In a Facebook post, the Brisbane-based tenant shared a screenshot of the agent's message, which thanked her for "returning the property in really good condition", but added a caveat that she had to change a light bulb before the bond could be "finalised".
The post, in a group for renters, divided opinion about a seemingly trivial yet common issue for renters: who takes on the responsibility of replacing fixtures such as light bulbs, especially at the end of a tenancy?
Members of the group were at odds over whether tenant or landlord is responsible for changing light bulbs in a rental property.
"Who's to say the light wasn't working the night before? Ridiculous!" someone commented, while another member opined: "It's not actually that ridiculous. Everything needs to be in working order. If it's not working, you need to fix it before leaving or pay for it to be fixed. They have to request you to fix it because you are liable for it. Yes even a light bulb unfortunately."
Some members of the group said they would be grateful if they received such a message from their real estate agent. "I mean they could have sent you the bill to pay an electrician to change it like many do. To me, I think they have been fair to allow you to do it yourself instead of just charging an exorbitant amount," one member commented.
Others shared their own experiences, with one fellow renter writing, "The real estate for the last property I rented tried to charge me $175 to get an electrician to go and put in 3 spotlight bulbs on the outside of the property. We did it ourselves and it cost us $21."

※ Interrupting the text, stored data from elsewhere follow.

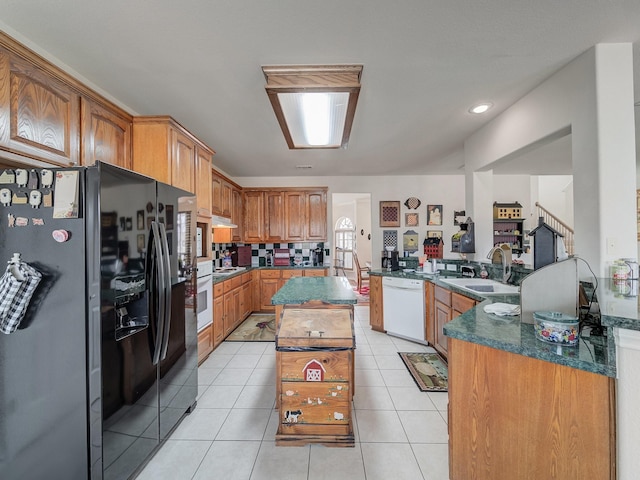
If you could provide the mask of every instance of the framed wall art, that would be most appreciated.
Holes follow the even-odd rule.
[[[417,227],[418,226],[418,214],[417,213],[405,213],[404,214],[404,226],[405,227]]]
[[[167,217],[167,230],[173,230],[173,205],[166,205],[165,211],[165,216]]]
[[[427,238],[442,238],[442,230],[429,230]]]
[[[138,253],[144,251],[145,248],[145,244],[144,244],[144,233],[139,233],[138,237],[137,237],[137,247],[138,247]]]
[[[380,226],[399,227],[400,226],[400,202],[380,202]]]
[[[442,225],[442,205],[427,205],[427,225]]]
[[[138,210],[136,215],[138,230],[144,230],[144,210]]]

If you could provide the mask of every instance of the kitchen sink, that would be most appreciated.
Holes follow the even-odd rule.
[[[480,295],[520,293],[520,287],[516,285],[507,285],[488,278],[441,278],[440,281]]]
[[[213,270],[214,277],[226,277],[232,273],[238,273],[246,270],[247,267],[218,267]]]

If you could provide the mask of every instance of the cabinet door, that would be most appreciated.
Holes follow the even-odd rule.
[[[224,336],[225,338],[233,332],[236,320],[236,297],[235,290],[224,294]]]
[[[222,178],[215,173],[211,176],[211,213],[222,214]]]
[[[259,243],[264,240],[264,195],[263,192],[244,193],[244,241]]]
[[[187,192],[195,192],[195,143],[183,133],[172,129],[171,184]]]
[[[243,238],[242,192],[237,188],[231,191],[231,223],[237,225],[236,228],[231,229],[231,241],[241,242]]]
[[[435,305],[435,343],[434,347],[445,357],[447,356],[447,337],[442,328],[451,320],[451,307],[436,300]]]
[[[304,192],[284,192],[284,238],[288,242],[301,242],[305,239]]]
[[[264,194],[265,241],[279,242],[284,236],[284,192]]]
[[[65,167],[80,160],[80,96],[2,48],[0,148]]]
[[[213,350],[213,333],[211,325],[198,332],[198,365],[201,364]]]
[[[436,343],[436,325],[435,325],[435,299],[433,297],[433,283],[424,282],[424,315],[425,315],[425,332],[429,345]]]
[[[240,321],[243,321],[253,310],[251,298],[251,283],[245,283],[240,287]]]
[[[384,318],[382,314],[382,277],[369,277],[369,325],[372,330],[384,332]]]
[[[312,242],[327,239],[327,192],[307,192],[305,195],[305,238]]]
[[[224,340],[224,296],[213,299],[213,348]]]
[[[131,163],[131,118],[124,118],[86,98],[80,99],[82,165],[96,161],[126,169]]]
[[[233,188],[228,182],[222,181],[221,188],[221,213],[223,217],[231,218],[231,191]]]
[[[198,215],[211,215],[211,160],[210,151],[196,147],[196,197]]]
[[[275,312],[275,306],[271,305],[271,297],[280,289],[279,278],[262,278],[260,280],[260,310],[263,312]]]
[[[473,298],[451,292],[451,318],[454,319],[462,315],[467,310],[473,308],[475,304],[476,301]]]

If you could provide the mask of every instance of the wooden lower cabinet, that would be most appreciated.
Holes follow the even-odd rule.
[[[424,338],[427,340],[429,345],[434,345],[436,343],[436,328],[435,322],[433,321],[433,319],[435,318],[435,298],[433,292],[434,288],[435,286],[433,285],[433,283],[428,281],[424,282]]]
[[[615,379],[449,338],[449,478],[616,478]]]
[[[326,277],[327,269],[321,268],[321,269],[305,270],[304,276],[305,277]]]
[[[222,287],[222,285],[221,285]],[[213,294],[213,348],[216,348],[222,343],[225,338],[224,335],[224,296],[222,288],[220,293]]]
[[[275,305],[271,305],[273,297],[287,280],[293,277],[326,277],[327,269],[283,268],[260,270],[260,285],[258,287],[259,307],[254,310],[261,312],[275,312]]]
[[[369,325],[371,330],[384,332],[384,317],[382,313],[382,277],[369,277]]]
[[[280,270],[262,270],[260,272],[260,311],[275,312],[276,307],[271,305],[271,297],[280,290]]]
[[[198,332],[198,365],[213,351],[213,324]]]
[[[438,285],[433,286],[433,321],[427,322],[427,334],[433,328],[433,347],[445,358],[448,355],[448,345],[443,327],[447,322],[473,308],[475,304],[476,301],[472,298]]]

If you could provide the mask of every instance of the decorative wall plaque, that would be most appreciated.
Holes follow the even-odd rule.
[[[380,202],[380,226],[400,226],[400,202]]]

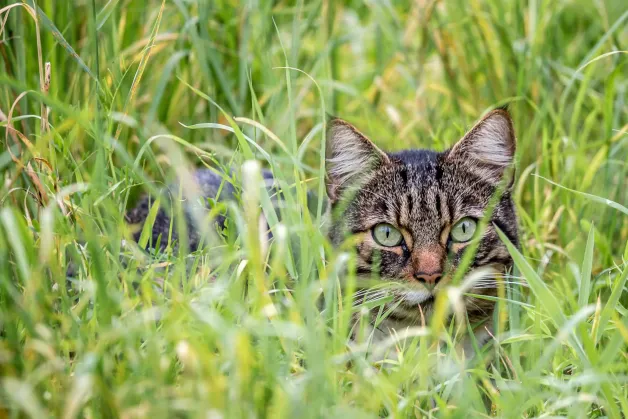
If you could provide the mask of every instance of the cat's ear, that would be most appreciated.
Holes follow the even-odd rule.
[[[331,119],[327,131],[327,195],[332,202],[390,159],[353,125]]]
[[[447,153],[449,161],[477,165],[482,173],[501,178],[512,166],[516,139],[512,118],[506,109],[496,109],[482,118]]]

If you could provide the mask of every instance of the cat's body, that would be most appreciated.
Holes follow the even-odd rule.
[[[196,170],[193,174],[193,180],[198,186],[198,201],[194,204],[198,204],[203,206],[205,209],[209,209],[208,200],[216,200],[216,201],[233,201],[236,199],[236,188],[232,183],[232,177],[222,177],[216,172],[210,169],[200,169]],[[275,185],[273,182],[273,175],[268,170],[262,170],[262,177],[266,182],[267,189],[269,192],[275,189]],[[186,194],[179,192],[180,184],[173,184],[166,188],[162,196],[164,199],[172,201],[177,199],[180,195],[183,199],[187,200],[185,197]],[[183,186],[185,187],[185,186]],[[276,190],[272,191],[271,196],[276,197]],[[202,202],[201,202],[202,201]],[[154,198],[151,199],[150,196],[142,197],[137,205],[128,211],[125,215],[126,221],[130,224],[143,224],[146,218],[148,217],[148,213],[151,209],[151,205],[154,202]],[[172,206],[172,205],[170,205]],[[190,250],[195,251],[198,249],[198,246],[201,242],[201,229],[198,226],[195,226],[195,220],[192,216],[192,204],[186,202],[183,205],[183,211],[185,216],[185,223],[188,226],[188,247]],[[156,243],[159,243],[160,248],[165,248],[168,242],[168,237],[171,238],[173,242],[178,240],[178,229],[173,225],[171,228],[171,217],[164,210],[163,206],[160,206],[155,221],[153,223],[153,228],[151,232],[151,241],[149,246],[155,246]],[[224,215],[217,215],[215,218],[216,224],[220,228],[224,228],[225,217]],[[136,231],[135,240],[139,240],[141,235],[141,230]]]
[[[512,182],[504,179],[515,152],[507,111],[489,113],[444,152],[387,154],[339,119],[330,121],[327,148],[330,240],[338,246],[346,238],[357,238],[361,288],[372,280],[396,285],[389,291],[393,301],[385,307],[390,315],[373,330],[376,339],[429,322],[436,296],[450,285],[464,250],[476,241],[477,251],[462,285],[473,294],[496,295],[496,277],[512,265],[497,228],[518,242]],[[269,172],[264,177],[272,180]],[[195,179],[208,198],[215,197],[222,183],[209,171],[198,172]],[[500,183],[503,190],[498,188]],[[223,185],[223,191],[223,199],[233,197],[232,185]],[[501,194],[495,196],[498,191]],[[493,197],[496,204],[488,213]],[[145,198],[127,218],[138,222],[146,214]],[[484,217],[488,223],[480,235]],[[187,212],[186,219],[192,222]],[[162,241],[167,237],[169,224],[170,218],[160,210],[153,227],[155,241],[159,235]],[[195,249],[199,237],[196,229],[190,231],[189,242]],[[471,278],[474,283],[465,283]],[[369,294],[359,295],[358,299]],[[488,319],[492,313],[490,299],[464,296],[462,301],[472,322]]]

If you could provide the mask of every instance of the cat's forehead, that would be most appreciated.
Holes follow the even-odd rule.
[[[440,187],[442,154],[432,150],[404,150],[389,154],[392,164],[384,167],[371,187],[386,188],[391,194],[430,195]]]
[[[363,185],[348,214],[357,215],[362,226],[379,220],[437,228],[460,216],[481,215],[492,193],[491,185],[448,163],[442,153],[407,150],[389,156],[393,164]]]
[[[414,189],[422,193],[439,186],[443,175],[441,153],[432,150],[404,150],[389,156],[393,164],[383,176],[388,178],[385,182],[393,182],[403,190]]]
[[[390,153],[390,158],[397,163],[407,167],[421,169],[430,168],[436,165],[442,153],[433,150],[403,150],[397,153]]]

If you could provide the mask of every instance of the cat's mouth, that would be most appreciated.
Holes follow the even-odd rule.
[[[405,291],[401,297],[401,303],[406,307],[416,308],[419,305],[434,303],[434,294],[429,291]]]
[[[430,316],[434,307],[435,296],[422,291],[408,291],[400,296],[397,308],[391,313],[398,319],[423,323]]]

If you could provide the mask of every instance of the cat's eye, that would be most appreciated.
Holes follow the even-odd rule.
[[[458,243],[468,242],[473,238],[476,227],[476,220],[471,217],[463,218],[454,224],[454,227],[451,229],[451,232],[449,233],[451,240]]]
[[[377,224],[373,228],[373,239],[377,244],[385,247],[399,246],[403,241],[401,232],[390,224]]]

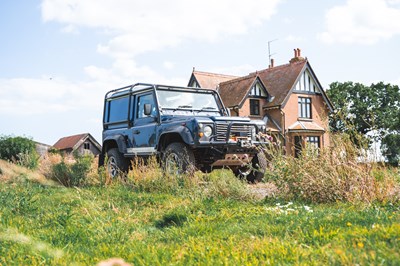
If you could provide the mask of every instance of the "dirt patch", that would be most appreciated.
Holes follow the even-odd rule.
[[[0,169],[0,182],[15,182],[21,179],[26,179],[43,185],[55,184],[38,171],[32,171],[4,160],[0,160]]]
[[[257,183],[248,185],[251,193],[256,199],[262,200],[266,197],[273,197],[276,195],[278,189],[273,183]]]

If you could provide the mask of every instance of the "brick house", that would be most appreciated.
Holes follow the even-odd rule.
[[[101,153],[101,145],[89,133],[61,138],[53,147],[69,154],[77,152],[80,155],[93,154],[97,156]]]
[[[265,121],[268,132],[288,154],[298,156],[309,143],[329,145],[328,114],[333,105],[307,58],[294,50],[289,64],[235,77],[193,69],[188,86],[218,90],[233,116]]]

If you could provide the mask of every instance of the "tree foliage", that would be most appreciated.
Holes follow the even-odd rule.
[[[369,139],[382,141],[381,148],[388,159],[389,154],[394,156],[391,158],[400,156],[400,145],[395,141],[400,134],[400,90],[397,85],[334,82],[327,94],[336,109],[329,121],[332,131],[350,135],[361,133]]]
[[[32,169],[38,166],[39,156],[33,140],[26,137],[0,136],[0,159]]]

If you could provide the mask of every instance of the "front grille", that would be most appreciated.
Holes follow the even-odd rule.
[[[215,126],[215,140],[226,141],[226,133],[228,131],[229,124],[218,123]],[[232,125],[230,136],[234,137],[247,137],[251,138],[251,129],[253,126],[249,125]]]

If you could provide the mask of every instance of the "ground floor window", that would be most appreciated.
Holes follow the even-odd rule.
[[[298,158],[300,156],[301,151],[305,148],[305,142],[307,145],[311,146],[312,150],[315,150],[318,153],[318,150],[321,147],[319,136],[294,136],[294,157]]]
[[[318,136],[308,136],[307,142],[309,145],[311,145],[312,147],[314,147],[316,149],[320,148],[320,141],[319,141]]]
[[[303,137],[294,136],[294,157],[299,158],[301,150],[303,149]]]

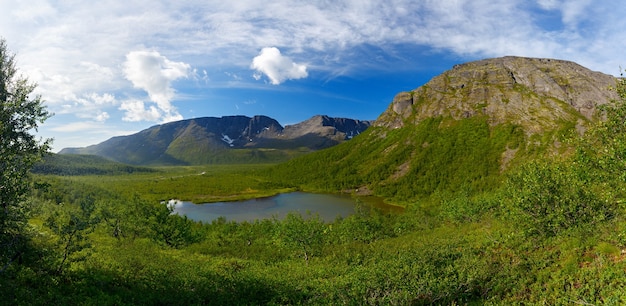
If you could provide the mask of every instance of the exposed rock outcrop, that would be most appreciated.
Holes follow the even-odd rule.
[[[397,128],[435,116],[485,114],[492,124],[510,122],[538,133],[559,121],[592,119],[598,105],[617,98],[610,90],[615,80],[555,59],[507,56],[470,62],[399,93],[374,125]]]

A property agent speaking in anonymity to Yahoo News Australia said that while it may not always be the case, tenants are usually asked to replace things such as light bulbs when they leave a rental property.
"I can't speak for everyone, but I do know that we do ask tenants to replace light bulbs if they have gone out," the agent said, adding that the request is nothing unusual.
While the property should be handed to the tenant with all the light bulbs working at the start of a lease, the agent explained that if a light bulb needs changing it is generally the tenant's responsibility.
According to the Residential Tenancy Authority (RTA), any arrangements about light bulbs should be included in special terms of a tenancy agreement as the supply and replacement of light bulbs is not specified in the Residential Tenancies and Rooming Accommodation Act 2008.
"Generally, the property manager/owner may be responsible for maintaining specialised bulbs and the tenant may be responsible for the replacement of everyday bulbs," the act states. "If changing a bulb requires specialist knowledge or equipment, it may be part of the property manager/owner's responsibility to maintain the property."